Disregarding the obvious anachronisms, there are several things wrong with these. For starters, these things are only barely animated – they’re literally just a digitized image that floats around the screen. Most of the rest of the sprites and images in this game consist of regular pixel artwork, so it seems completely disconnected from everything around it. And then there’s the sense of scale, where, for example, if you consider that the size of your ship is probably about the size of a military fighter aircraft, then this particular helicopter is about the size of a twenty times the size of it. There are other images like this that you fight too, including a jet fighter, and an aircraft carrier (where the size makes a little more sense). In a few of these, there are enemy creatures that burst out of them (rendered in pixels, of course), seemingly implying that the aliens have overtaken Earth military technology and are using them against it, but it doesn’t explain how baffling it all looks. Plus, while most of the enemies are standard ships and mecha types, later ones have a mutant, biological theme. But they look kinda strange, displaying none of the skill when compared to something from Irem, like R-Type. Altogether, Explosive Breaker feels like a few designers were locked in cages without any form of communication, banged a bunch of random stuff out, and then got together and did their best at making something cohesive out of it.
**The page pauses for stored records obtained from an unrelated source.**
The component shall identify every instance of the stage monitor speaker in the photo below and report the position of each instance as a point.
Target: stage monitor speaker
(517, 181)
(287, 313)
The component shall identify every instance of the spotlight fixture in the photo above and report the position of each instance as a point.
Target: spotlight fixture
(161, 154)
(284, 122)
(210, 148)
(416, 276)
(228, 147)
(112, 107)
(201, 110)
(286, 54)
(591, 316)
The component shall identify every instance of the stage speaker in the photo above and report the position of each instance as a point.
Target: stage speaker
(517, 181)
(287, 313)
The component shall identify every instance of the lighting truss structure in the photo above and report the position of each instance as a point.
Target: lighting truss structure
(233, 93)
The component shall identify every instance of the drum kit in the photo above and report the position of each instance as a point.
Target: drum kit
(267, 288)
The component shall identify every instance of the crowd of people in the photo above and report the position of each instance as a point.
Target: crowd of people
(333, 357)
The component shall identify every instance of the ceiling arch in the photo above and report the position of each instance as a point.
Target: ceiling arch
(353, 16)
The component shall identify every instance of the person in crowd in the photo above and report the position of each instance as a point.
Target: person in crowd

Of course, they completely failed.

But that’s actually the best part about Explosive Breaker. The game isn’t bad, but otherwise there’s nothing really that special about it. The weapon variety is fun (though having to die to change your gun is annoying), though it’s from the early days of vertical shooters where there’s no rapid fire, making it fairly difficult. There are definitely many more other more enjoyable vertical shooters from the era, but the surreal nature gives it some kind of notoriety among fans of weird-as-heck shoot-em-ups and the small handful of Kaneko admirers.